Integrated photon-pair sources are crucial for scalable photonic quantum systems. Thin-film lithium niobate is a promising platform for on-chip photon-pair generation through spontaneous parametric down-conversion (SPDC). However, the device implementation faces practical challenges. Periodically poled lithium niobate (PPLN), despite enabling flexible quasi-phase matching, suffers from poor fabrication reliability and device repeatability, while conventional modal phase matching (MPM) methods yield limited efficiencies due to inadequate mode overlaps. Here, we introduce a layer-poled lithium niobate (LPLN) nanophotonic waveguide for efficient photon-pair generation. It leverages layer-wise polarity inversion through electrical poling to break spatial symmetry and significantly enhance nonlinear interactions for MPM, achieving a notable normalized second-harmonic generation (SHG) conversion efficiency of 4615% W⁻¹cm⁻². Through a cascaded SHG and SPDC process, we demonstrate photon-pair generation with a normalized brightness of 3.1 × 10⁶ Hz nm⁻¹ mW⁻² in a 3.3 mm long LPLN waveguide, surpassing existing on-chip sources under similar operating configurations. Crucially, our LPLN waveguides offer enhanced fabrication reliability and reduced sensitivity to geometric variations and temperature fluctuations compared to PPLN devices. We expect LPLN to become a promising solution for on-chip nonlinear wavelength conversion and non-classical light generation, with immediate applications in quantum communication, networking, and on-chip photonic quantum information processing.

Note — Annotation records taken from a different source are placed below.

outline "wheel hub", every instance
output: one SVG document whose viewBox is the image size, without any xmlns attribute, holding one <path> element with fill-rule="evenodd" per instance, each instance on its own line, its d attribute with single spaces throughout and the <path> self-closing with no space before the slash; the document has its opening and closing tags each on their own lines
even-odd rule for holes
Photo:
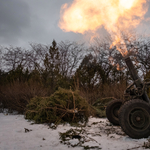
<svg viewBox="0 0 150 150">
<path fill-rule="evenodd" d="M 133 110 L 130 115 L 130 122 L 132 127 L 140 130 L 149 124 L 147 114 L 143 110 Z"/>
</svg>

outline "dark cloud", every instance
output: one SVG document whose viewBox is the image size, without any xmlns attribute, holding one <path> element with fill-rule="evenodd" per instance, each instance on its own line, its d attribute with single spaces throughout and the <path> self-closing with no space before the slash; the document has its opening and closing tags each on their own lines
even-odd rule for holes
<svg viewBox="0 0 150 150">
<path fill-rule="evenodd" d="M 20 0 L 0 0 L 0 43 L 12 44 L 30 26 L 29 6 Z"/>
<path fill-rule="evenodd" d="M 29 43 L 50 44 L 86 37 L 65 33 L 58 27 L 60 8 L 73 0 L 0 0 L 0 45 L 27 46 Z M 150 17 L 150 9 L 146 18 Z M 144 22 L 149 28 L 149 22 Z M 143 29 L 143 27 L 142 27 Z"/>
</svg>

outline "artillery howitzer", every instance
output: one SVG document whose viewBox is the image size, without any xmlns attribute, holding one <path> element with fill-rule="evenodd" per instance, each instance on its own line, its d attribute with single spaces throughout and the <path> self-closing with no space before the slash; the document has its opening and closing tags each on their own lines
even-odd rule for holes
<svg viewBox="0 0 150 150">
<path fill-rule="evenodd" d="M 150 136 L 150 99 L 146 89 L 150 82 L 141 81 L 129 57 L 124 57 L 133 83 L 124 92 L 123 100 L 113 100 L 106 108 L 108 120 L 122 127 L 131 138 Z"/>
</svg>

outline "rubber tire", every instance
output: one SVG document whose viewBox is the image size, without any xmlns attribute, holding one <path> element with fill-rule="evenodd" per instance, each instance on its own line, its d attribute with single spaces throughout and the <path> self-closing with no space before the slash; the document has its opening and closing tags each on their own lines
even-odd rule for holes
<svg viewBox="0 0 150 150">
<path fill-rule="evenodd" d="M 122 106 L 122 100 L 116 99 L 116 100 L 110 101 L 106 107 L 107 119 L 113 125 L 119 125 L 118 113 L 116 114 L 116 111 L 119 111 L 121 106 Z"/>
<path fill-rule="evenodd" d="M 150 105 L 139 99 L 126 102 L 119 110 L 119 123 L 129 137 L 147 138 L 150 136 Z"/>
</svg>

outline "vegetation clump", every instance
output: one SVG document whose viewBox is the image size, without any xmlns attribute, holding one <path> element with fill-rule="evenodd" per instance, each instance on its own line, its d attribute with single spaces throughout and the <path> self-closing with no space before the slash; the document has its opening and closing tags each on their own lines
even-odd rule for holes
<svg viewBox="0 0 150 150">
<path fill-rule="evenodd" d="M 86 122 L 93 109 L 78 91 L 59 88 L 50 97 L 35 97 L 25 117 L 36 123 Z"/>
</svg>

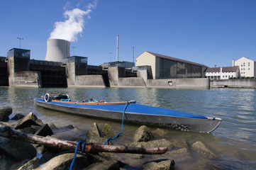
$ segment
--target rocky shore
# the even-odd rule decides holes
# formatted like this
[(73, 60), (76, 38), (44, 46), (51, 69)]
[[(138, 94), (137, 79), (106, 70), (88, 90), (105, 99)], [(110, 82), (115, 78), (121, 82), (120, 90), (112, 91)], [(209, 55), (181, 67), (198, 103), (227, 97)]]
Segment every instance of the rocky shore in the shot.
[[(86, 141), (88, 143), (98, 144), (104, 144), (108, 138), (113, 138), (118, 134), (109, 125), (105, 124), (101, 130), (96, 123), (93, 123), (84, 137), (57, 134), (54, 132), (59, 127), (56, 127), (52, 123), (43, 123), (33, 113), (26, 115), (16, 114), (10, 121), (11, 114), (11, 107), (0, 108), (0, 128), (9, 126), (19, 132), (41, 137), (52, 137), (76, 142)], [(66, 128), (69, 130), (76, 128), (72, 125)], [(165, 130), (158, 128), (151, 131), (150, 128), (143, 125), (134, 132), (133, 142), (123, 144), (125, 146), (136, 147), (167, 147), (169, 150), (165, 154), (149, 156), (99, 152), (97, 157), (104, 160), (102, 162), (102, 159), (99, 161), (90, 154), (77, 152), (72, 169), (131, 169), (130, 159), (137, 159), (140, 162), (141, 159), (145, 160), (140, 166), (140, 169), (174, 169), (175, 164), (193, 160), (194, 158), (191, 152), (207, 159), (218, 158), (218, 156), (201, 141), (189, 145), (185, 140), (165, 139), (166, 133)], [(162, 136), (162, 139), (154, 140), (155, 135)], [(111, 145), (111, 141), (108, 142), (106, 144)], [(0, 169), (2, 170), (69, 169), (74, 156), (74, 151), (50, 148), (0, 135)], [(208, 165), (208, 167), (198, 167), (197, 169), (218, 169), (215, 166), (211, 167), (211, 165)]]

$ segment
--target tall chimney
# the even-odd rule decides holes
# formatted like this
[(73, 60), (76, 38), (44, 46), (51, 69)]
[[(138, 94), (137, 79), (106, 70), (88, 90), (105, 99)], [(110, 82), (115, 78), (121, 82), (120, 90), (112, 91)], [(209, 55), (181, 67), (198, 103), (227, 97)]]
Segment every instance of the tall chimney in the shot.
[(133, 62), (134, 62), (134, 47), (133, 46)]
[(117, 35), (116, 38), (116, 62), (118, 61), (118, 35)]
[(62, 39), (48, 39), (45, 60), (62, 62), (63, 59), (70, 57), (70, 42)]

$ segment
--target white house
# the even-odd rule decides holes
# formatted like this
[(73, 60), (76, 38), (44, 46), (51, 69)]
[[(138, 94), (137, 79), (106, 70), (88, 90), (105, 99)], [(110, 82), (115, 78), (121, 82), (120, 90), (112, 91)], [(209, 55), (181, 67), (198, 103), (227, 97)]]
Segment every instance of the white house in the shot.
[(228, 79), (240, 76), (239, 67), (225, 67), (207, 68), (206, 77), (211, 79)]
[(233, 66), (239, 66), (241, 76), (256, 76), (256, 62), (252, 60), (243, 57), (235, 62), (233, 62)]

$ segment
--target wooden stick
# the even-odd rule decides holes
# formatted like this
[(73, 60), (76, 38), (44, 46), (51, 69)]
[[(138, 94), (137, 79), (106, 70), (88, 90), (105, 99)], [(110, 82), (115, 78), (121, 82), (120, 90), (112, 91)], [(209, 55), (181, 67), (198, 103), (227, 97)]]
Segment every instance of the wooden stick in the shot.
[[(75, 150), (77, 144), (77, 142), (73, 141), (20, 132), (11, 129), (9, 126), (0, 128), (0, 136), (64, 150)], [(78, 151), (82, 151), (82, 144), (78, 148)], [(168, 147), (134, 147), (127, 146), (98, 145), (94, 143), (87, 143), (84, 152), (87, 153), (117, 152), (159, 154), (165, 153), (168, 149)]]

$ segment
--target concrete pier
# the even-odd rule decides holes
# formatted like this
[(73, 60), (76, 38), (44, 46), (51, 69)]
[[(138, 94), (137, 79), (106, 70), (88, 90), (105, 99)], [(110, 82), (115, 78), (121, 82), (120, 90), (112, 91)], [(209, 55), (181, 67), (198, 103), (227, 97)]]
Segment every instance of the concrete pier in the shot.
[(0, 57), (0, 86), (9, 86), (6, 57)]

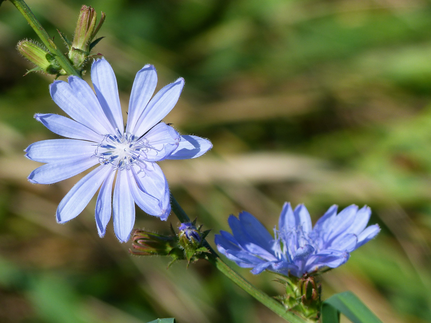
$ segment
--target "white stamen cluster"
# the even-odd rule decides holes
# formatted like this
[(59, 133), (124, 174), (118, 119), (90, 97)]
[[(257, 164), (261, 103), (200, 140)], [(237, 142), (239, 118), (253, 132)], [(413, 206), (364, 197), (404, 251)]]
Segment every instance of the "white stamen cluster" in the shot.
[(148, 150), (148, 143), (141, 140), (134, 140), (133, 134), (122, 134), (116, 129), (116, 134), (104, 136), (103, 140), (97, 145), (94, 155), (99, 158), (102, 165), (110, 164), (119, 170), (130, 169), (143, 153)]

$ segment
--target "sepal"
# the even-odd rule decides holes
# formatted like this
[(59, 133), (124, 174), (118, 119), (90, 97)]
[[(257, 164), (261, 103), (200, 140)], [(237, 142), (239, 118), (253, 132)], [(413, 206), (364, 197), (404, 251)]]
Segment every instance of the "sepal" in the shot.
[(319, 321), (322, 306), (322, 285), (315, 276), (280, 276), (275, 280), (284, 286), (286, 294), (277, 298), (286, 309), (294, 312), (311, 322)]
[(37, 66), (27, 71), (25, 75), (38, 71), (53, 75), (65, 75), (64, 70), (54, 56), (37, 44), (30, 40), (23, 40), (18, 43), (16, 48), (22, 56)]
[(182, 223), (176, 232), (172, 225), (172, 234), (166, 236), (144, 230), (135, 229), (131, 233), (133, 244), (131, 253), (138, 255), (169, 256), (172, 261), (168, 267), (176, 261), (187, 260), (187, 266), (200, 259), (207, 259), (210, 252), (202, 245), (203, 239), (210, 230), (202, 231), (202, 226), (193, 222)]

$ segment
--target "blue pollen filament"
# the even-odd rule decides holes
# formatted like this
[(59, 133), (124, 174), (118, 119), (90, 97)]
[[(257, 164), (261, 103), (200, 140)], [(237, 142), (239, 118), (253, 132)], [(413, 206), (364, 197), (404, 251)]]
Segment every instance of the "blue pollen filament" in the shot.
[(94, 156), (101, 165), (110, 164), (117, 169), (130, 169), (143, 154), (148, 151), (148, 143), (144, 140), (139, 142), (134, 140), (133, 134), (122, 134), (118, 129), (116, 134), (104, 136), (102, 142), (97, 145)]

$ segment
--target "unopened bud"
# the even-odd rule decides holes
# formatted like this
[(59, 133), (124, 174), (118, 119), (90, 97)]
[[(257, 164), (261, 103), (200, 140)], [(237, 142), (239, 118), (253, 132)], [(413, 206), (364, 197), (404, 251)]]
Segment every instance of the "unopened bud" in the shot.
[(141, 255), (169, 255), (176, 245), (175, 238), (145, 230), (132, 231), (133, 250), (130, 252)]
[(30, 40), (21, 40), (18, 43), (16, 48), (22, 55), (37, 66), (29, 71), (27, 74), (37, 71), (53, 75), (65, 74), (54, 56), (37, 44)]
[(185, 235), (189, 240), (194, 240), (198, 243), (202, 241), (200, 233), (192, 223), (181, 223), (178, 229), (180, 230), (178, 233), (179, 237), (181, 238), (183, 235)]
[(48, 51), (29, 40), (21, 40), (16, 45), (19, 53), (35, 65), (45, 70), (50, 64), (45, 57)]
[(88, 45), (96, 27), (97, 14), (94, 9), (84, 5), (81, 7), (76, 23), (72, 47), (87, 52)]
[[(91, 41), (102, 27), (105, 17), (105, 14), (102, 12), (99, 24), (96, 26), (97, 14), (94, 9), (91, 6), (83, 5), (81, 7), (76, 23), (73, 41), (71, 43), (66, 36), (59, 31), (62, 38), (69, 47), (69, 59), (75, 68), (79, 69), (82, 67), (85, 60), (90, 56), (91, 50), (103, 38)], [(93, 56), (97, 55), (99, 54)]]

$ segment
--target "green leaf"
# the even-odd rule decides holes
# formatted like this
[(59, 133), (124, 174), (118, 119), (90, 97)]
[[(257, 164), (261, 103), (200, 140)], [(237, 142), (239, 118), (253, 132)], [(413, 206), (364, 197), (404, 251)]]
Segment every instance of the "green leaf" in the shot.
[(382, 323), (381, 321), (351, 292), (336, 294), (323, 302), (322, 323), (338, 323), (340, 313), (353, 323)]
[(65, 43), (67, 45), (68, 49), (70, 49), (72, 47), (72, 42), (68, 39), (67, 37), (65, 34), (62, 33), (58, 29), (57, 29), (57, 31), (58, 31), (58, 33), (60, 34), (60, 37), (61, 37), (61, 39), (63, 40), (63, 41), (64, 41)]
[(43, 70), (44, 70), (44, 69), (42, 68), (41, 67), (39, 67), (39, 66), (36, 66), (36, 67), (34, 68), (32, 68), (31, 69), (28, 70), (27, 71), (27, 72), (26, 72), (26, 73), (25, 74), (24, 74), (24, 76), (25, 76), (27, 74), (28, 74), (29, 73), (31, 73), (31, 72), (37, 72), (37, 71), (43, 71)]
[(101, 40), (103, 38), (105, 38), (104, 37), (99, 37), (98, 38), (94, 40), (91, 42), (91, 43), (90, 44), (90, 47), (88, 48), (88, 51), (91, 52), (91, 50), (94, 48), (94, 46), (97, 44), (97, 43)]

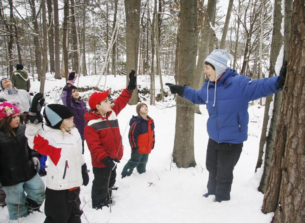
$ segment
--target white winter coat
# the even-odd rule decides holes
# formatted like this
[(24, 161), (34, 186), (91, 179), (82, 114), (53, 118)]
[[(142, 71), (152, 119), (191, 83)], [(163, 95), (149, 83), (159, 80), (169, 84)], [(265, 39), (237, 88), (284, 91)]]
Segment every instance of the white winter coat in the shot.
[(81, 166), (84, 163), (81, 135), (76, 128), (70, 133), (52, 129), (42, 123), (26, 125), (25, 136), (29, 146), (48, 157), (47, 187), (59, 190), (83, 184)]
[(0, 98), (4, 98), (6, 101), (12, 99), (19, 102), (24, 109), (24, 111), (21, 111), (22, 112), (29, 111), (32, 101), (27, 91), (22, 89), (18, 90), (15, 87), (5, 89), (0, 93)]

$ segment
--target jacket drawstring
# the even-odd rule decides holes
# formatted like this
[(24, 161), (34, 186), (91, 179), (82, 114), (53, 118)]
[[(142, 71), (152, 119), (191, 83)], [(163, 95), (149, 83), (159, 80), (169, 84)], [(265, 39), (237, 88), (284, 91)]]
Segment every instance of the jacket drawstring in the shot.
[(206, 88), (206, 104), (207, 104), (209, 102), (209, 84), (210, 83), (210, 79), (209, 79), (209, 82), (208, 82), (208, 87)]
[(214, 93), (214, 104), (213, 104), (213, 107), (215, 107), (215, 103), (216, 103), (216, 86), (217, 85), (217, 82), (215, 82), (215, 91)]

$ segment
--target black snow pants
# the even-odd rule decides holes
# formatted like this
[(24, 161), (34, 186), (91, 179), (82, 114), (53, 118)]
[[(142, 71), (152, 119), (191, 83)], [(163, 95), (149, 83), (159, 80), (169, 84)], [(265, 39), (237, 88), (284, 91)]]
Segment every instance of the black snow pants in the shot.
[(230, 200), (233, 170), (239, 158), (243, 143), (218, 143), (209, 139), (206, 166), (209, 171), (207, 187), (209, 194), (215, 194), (215, 201)]

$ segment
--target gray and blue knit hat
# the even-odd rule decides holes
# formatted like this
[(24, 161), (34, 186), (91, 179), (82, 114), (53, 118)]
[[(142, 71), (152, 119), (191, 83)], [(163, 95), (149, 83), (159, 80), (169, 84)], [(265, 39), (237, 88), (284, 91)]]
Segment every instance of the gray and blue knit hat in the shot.
[(224, 50), (217, 49), (208, 56), (204, 61), (213, 65), (216, 71), (216, 80), (227, 69), (228, 60), (231, 60), (233, 56)]
[(43, 110), (43, 115), (49, 127), (59, 129), (63, 120), (74, 115), (74, 112), (66, 106), (58, 104), (47, 105)]

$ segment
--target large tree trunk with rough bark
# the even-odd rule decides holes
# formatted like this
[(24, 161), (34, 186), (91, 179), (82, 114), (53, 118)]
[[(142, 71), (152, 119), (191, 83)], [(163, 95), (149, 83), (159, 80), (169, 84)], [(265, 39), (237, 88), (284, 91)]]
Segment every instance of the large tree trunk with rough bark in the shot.
[[(281, 33), (281, 24), (282, 23), (282, 19), (283, 16), (281, 12), (281, 0), (275, 0), (274, 3), (274, 10), (273, 15), (273, 27), (272, 31), (272, 41), (271, 42), (271, 48), (270, 50), (270, 66), (269, 69), (269, 77), (273, 76), (274, 75), (274, 68), (275, 66), (275, 63), (276, 62), (278, 57), (280, 53), (281, 48), (283, 46), (283, 36)], [(277, 74), (278, 75), (278, 74)], [(275, 74), (276, 75), (276, 74)], [(281, 94), (281, 93), (278, 94)], [(265, 114), (264, 115), (264, 122), (263, 123), (263, 128), (262, 130), (262, 133), (260, 136), (260, 150), (259, 152), (258, 158), (257, 163), (255, 171), (258, 168), (260, 167), (263, 163), (263, 157), (264, 154), (264, 149), (265, 150), (265, 156), (264, 162), (265, 166), (264, 168), (264, 172), (263, 174), (263, 177), (261, 180), (259, 188), (259, 190), (264, 193), (265, 191), (266, 182), (265, 181), (266, 174), (268, 175), (269, 167), (270, 166), (270, 163), (268, 161), (272, 156), (272, 148), (274, 145), (274, 142), (270, 144), (268, 148), (265, 147), (266, 144), (267, 139), (267, 132), (269, 132), (269, 129), (267, 129), (268, 126), (268, 124), (269, 122), (270, 116), (269, 115), (269, 110), (270, 108), (271, 103), (273, 104), (273, 95), (269, 95), (266, 97), (266, 102), (265, 106)], [(273, 108), (273, 106), (271, 106), (271, 108)], [(275, 119), (277, 118), (276, 116), (272, 117), (272, 119), (271, 121), (274, 122)], [(277, 121), (276, 123), (277, 124)], [(271, 137), (271, 135), (268, 134), (268, 137)], [(270, 148), (271, 149), (269, 150)], [(270, 150), (270, 151), (269, 151)], [(267, 161), (267, 162), (266, 161)], [(267, 172), (265, 172), (267, 171)]]
[(274, 223), (305, 219), (305, 5), (303, 0), (293, 4), (287, 77), (262, 209), (275, 211)]
[[(128, 74), (131, 70), (138, 69), (140, 37), (140, 13), (141, 0), (124, 0), (126, 16), (126, 71), (127, 85), (128, 84)], [(128, 104), (136, 104), (139, 101), (138, 87), (134, 90)]]
[[(181, 42), (178, 84), (194, 88), (197, 52), (197, 0), (181, 0)], [(194, 154), (194, 105), (177, 97), (173, 160), (178, 168), (196, 165)]]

集成光子对源对于可扩展的光子量子系统至关重要。薄膜铌酸锂是通过自发参量下转换（SPDC）产生片上光子对的有前途的平台。然而，设备的实现面临着实际挑战。周期性极化铌酸锂（PPLN）尽管能够实现灵活的准相位匹配，但其制造可靠性和器件可重复性较差，而传统的模态相位匹配（MPM）方法由于模式重叠不足而效率有限。在这里，我们引入了一种层极化铌酸锂（LPLN）纳米光子波导，用于有效产生光子对。它通过电极化利用分层极性反转来打破空间对称性并显着增强 MPM 的非线性相互作用，实现显着的归一化二次谐波产生 (SHG) 转换效率 4615% W ^-1 cm ^-2 。通过级联SHG和SPDC工艺，我们在3.3毫米长的LPLN波导中展示了归一化亮度为3.1 × 10 ⁶ Hz nm ^-1 mW ^-2的光子对生成，在类似的操作配置下超越了现有的片上源。至关重要的是，与 PPLN 器件相比，我们的 LPLN 波导具有更高的制造可靠性，并降低了对几何变化和温度波动的敏感性。我们预计 LPLN 将成为片上非线性波长转换和非经典光产生的有前途的解决方案，并立即应用于量子通信、网络和片上光子量子信息处理。